Tirant profit de sa position géographique, le Kenya a résolument pris le pari de la géothermie, une source d’énergie propre, renouvelable et plutôt bon marché, dont il espère qu’elle lui permettra à terme de garantir son approvisionnement en électricité. Actuellement, à peine plus d’un tiers des 45 millions de Kényans ont l’électricité. Et les coupures de courant sont fréquentes sur tout le réseau, y compris dans la capitale Nairobi.

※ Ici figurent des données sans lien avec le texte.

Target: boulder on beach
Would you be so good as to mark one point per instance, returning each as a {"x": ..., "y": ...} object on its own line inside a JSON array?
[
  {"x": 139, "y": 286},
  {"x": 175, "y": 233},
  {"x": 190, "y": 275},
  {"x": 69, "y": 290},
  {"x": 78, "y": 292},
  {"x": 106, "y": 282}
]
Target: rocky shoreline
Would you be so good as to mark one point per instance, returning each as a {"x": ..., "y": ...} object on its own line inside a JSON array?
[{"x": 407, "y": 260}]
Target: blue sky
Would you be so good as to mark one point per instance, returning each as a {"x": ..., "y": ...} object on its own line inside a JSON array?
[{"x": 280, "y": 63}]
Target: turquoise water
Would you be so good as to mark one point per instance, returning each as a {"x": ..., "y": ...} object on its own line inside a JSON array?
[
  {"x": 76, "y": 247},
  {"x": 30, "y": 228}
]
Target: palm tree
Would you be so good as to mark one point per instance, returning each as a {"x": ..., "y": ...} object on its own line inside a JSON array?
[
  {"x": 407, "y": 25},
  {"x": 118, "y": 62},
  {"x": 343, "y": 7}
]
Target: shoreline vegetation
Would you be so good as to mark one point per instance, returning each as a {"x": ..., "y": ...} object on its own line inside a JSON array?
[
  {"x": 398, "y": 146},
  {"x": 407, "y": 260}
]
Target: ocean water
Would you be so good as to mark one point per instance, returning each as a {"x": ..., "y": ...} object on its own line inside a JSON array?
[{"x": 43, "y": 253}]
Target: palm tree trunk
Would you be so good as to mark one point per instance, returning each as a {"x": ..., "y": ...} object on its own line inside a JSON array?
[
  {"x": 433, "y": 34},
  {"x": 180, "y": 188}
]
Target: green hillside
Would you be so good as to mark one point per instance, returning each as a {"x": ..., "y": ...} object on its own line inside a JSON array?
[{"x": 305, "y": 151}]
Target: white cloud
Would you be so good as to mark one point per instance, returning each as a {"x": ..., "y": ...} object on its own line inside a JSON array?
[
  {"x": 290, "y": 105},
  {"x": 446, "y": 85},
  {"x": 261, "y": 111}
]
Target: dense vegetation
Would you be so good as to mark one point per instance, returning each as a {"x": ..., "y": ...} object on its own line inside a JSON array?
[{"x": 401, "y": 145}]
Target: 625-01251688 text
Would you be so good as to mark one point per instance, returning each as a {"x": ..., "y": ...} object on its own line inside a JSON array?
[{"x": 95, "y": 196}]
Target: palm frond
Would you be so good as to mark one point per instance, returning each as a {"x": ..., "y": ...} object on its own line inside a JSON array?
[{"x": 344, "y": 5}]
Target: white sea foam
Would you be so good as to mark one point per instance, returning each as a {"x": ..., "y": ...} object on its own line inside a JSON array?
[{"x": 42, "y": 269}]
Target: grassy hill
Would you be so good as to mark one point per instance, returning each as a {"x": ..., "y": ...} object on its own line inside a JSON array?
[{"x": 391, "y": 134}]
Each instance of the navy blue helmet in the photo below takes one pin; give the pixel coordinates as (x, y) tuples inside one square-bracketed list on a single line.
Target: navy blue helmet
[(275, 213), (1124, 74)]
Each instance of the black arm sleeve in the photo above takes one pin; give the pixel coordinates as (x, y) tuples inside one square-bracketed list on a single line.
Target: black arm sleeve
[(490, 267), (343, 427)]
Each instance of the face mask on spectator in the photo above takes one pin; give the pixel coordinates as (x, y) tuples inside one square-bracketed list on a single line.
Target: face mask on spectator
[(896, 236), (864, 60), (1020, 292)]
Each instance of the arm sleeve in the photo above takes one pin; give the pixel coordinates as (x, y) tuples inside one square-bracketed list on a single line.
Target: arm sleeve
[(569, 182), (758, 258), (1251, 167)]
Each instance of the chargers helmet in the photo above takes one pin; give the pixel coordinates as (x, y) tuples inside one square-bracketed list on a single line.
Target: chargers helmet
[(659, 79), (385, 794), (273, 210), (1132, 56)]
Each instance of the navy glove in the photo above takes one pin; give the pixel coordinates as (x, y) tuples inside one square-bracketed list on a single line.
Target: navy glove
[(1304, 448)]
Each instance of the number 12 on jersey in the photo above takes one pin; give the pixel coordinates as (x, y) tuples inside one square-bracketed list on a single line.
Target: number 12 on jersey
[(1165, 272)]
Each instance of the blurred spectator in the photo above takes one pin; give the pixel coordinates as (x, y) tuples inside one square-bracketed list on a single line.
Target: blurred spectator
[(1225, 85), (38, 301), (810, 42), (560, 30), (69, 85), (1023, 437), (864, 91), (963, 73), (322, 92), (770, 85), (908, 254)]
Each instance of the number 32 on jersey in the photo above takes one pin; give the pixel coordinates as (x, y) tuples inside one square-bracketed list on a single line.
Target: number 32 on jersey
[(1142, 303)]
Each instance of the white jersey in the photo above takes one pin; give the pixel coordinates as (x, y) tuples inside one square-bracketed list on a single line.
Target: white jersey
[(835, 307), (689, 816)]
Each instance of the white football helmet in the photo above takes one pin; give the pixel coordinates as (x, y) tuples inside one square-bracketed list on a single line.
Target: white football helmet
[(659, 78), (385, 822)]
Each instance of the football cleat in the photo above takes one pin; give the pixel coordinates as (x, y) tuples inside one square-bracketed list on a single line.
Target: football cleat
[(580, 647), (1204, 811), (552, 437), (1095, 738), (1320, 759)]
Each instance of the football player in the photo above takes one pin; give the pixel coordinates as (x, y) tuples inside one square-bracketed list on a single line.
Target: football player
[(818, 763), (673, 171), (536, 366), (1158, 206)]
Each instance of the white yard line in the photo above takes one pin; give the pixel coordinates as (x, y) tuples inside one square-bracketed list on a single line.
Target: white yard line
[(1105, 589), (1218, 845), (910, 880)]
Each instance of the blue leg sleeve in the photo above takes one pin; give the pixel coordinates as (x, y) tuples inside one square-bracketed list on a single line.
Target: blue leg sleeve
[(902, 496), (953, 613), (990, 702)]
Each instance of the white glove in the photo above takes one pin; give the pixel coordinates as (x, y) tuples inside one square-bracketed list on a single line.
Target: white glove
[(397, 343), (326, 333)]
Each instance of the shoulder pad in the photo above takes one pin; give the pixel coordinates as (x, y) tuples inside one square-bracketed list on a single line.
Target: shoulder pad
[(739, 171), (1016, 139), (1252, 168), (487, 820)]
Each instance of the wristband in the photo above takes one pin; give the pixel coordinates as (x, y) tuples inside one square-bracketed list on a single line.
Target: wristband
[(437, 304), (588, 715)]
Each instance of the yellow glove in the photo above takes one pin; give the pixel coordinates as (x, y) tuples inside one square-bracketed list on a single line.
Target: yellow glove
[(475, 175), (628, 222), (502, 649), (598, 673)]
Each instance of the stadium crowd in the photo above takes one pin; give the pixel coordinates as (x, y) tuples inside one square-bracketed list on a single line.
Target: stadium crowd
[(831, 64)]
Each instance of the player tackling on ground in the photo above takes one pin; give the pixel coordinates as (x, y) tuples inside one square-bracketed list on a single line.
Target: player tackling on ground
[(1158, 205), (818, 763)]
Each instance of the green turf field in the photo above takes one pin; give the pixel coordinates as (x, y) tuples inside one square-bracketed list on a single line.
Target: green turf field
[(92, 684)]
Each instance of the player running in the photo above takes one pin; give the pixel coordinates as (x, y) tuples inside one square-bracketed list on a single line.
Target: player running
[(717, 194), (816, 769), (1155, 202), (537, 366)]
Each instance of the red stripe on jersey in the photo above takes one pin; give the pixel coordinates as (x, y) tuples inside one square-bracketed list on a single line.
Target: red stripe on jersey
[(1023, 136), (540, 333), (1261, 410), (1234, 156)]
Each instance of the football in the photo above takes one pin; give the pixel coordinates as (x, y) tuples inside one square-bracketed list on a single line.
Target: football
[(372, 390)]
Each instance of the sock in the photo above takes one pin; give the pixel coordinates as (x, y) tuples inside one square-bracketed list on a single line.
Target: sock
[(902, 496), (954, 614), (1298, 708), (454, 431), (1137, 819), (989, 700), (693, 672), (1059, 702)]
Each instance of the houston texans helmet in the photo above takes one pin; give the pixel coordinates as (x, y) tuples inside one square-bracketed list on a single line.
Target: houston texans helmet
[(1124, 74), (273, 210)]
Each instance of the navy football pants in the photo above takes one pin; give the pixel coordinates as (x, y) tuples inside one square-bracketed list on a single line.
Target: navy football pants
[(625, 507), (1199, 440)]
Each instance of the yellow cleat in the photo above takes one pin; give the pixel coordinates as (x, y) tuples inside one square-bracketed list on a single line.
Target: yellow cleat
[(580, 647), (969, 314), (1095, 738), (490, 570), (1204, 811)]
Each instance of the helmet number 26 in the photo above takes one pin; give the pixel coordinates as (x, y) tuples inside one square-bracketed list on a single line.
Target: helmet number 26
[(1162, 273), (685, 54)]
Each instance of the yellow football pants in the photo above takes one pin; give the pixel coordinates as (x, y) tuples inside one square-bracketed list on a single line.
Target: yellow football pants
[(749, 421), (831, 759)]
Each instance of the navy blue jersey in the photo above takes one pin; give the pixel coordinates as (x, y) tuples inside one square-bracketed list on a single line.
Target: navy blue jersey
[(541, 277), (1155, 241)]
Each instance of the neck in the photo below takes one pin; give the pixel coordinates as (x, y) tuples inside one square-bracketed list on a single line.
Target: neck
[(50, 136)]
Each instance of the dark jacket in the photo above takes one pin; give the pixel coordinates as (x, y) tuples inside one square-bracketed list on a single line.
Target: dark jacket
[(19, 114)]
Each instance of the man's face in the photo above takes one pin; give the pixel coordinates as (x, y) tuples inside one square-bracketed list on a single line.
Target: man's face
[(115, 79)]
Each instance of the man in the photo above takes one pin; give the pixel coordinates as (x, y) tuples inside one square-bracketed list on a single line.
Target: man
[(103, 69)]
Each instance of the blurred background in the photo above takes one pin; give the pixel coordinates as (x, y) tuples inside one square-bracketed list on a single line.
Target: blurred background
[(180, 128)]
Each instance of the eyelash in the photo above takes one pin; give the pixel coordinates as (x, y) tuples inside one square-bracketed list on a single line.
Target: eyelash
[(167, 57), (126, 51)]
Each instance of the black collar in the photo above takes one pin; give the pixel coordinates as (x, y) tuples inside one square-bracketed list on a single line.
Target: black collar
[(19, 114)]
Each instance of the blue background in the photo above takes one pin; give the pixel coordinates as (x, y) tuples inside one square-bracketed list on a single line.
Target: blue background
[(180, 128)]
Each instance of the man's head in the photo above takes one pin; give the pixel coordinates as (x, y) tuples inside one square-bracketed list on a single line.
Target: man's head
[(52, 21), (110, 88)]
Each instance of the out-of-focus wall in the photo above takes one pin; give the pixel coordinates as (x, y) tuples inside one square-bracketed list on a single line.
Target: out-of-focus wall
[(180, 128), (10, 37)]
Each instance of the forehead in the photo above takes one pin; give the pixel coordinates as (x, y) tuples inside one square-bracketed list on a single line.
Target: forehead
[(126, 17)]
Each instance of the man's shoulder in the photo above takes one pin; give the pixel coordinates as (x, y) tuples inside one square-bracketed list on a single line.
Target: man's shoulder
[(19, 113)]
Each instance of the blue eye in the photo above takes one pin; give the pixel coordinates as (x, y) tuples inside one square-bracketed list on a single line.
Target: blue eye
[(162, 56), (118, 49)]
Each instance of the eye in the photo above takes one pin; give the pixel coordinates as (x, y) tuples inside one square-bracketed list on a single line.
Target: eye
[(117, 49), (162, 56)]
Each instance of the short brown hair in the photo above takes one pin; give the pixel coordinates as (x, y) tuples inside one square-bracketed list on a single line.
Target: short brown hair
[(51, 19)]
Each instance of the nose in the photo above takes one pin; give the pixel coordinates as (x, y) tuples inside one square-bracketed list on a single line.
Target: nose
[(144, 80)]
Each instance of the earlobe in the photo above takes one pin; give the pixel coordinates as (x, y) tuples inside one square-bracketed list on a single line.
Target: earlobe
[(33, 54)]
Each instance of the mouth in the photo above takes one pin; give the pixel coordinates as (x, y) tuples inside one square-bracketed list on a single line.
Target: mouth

Le gouvernement kényan a fait de la couverture électrique du pays l’une de ses priorités. Il entend tripler sa capacité de production d’ici 2020, pour compenser une hausse annuelle de la demande de 11%. Pour cela, le Kenya mise sur la géothermie, profitant de la spécificité géologique de la vallée du Rift, cette faille de plus de 6 000 kilomètres de long qui traverse le pays et court jusqu’en Afrique australe.
Son immense potentiel, disséminé sur 14 sites éparpillés tout au long du Rift, est estimé à 10 000 mégawatts (MW). Même s’il est encore sous-exploité, il suffit déjà à en faire l’un des leaders mondiaux en matière de géothermie. En installant en 2015 deux nouvelles unités de production à Olkaria, à 120 km au nord-ouest de Nairobi, le Kenya a plus que doublé sa production d’énergie géothermique, à 609 MW, soit plus d’un quart de sa production électrique totale. Le Kenya pointe désormais au 8e rang mondial pour la géothermie avec 5% de la production.
Olkaria, située dans le parc national de Hell’s Gate, est la plus grande usine de géothermie d’Afrique. Sur les collines arborées courent un lacis de canalisations menant à des puits de forage d’où émergent des fumerolles blanches.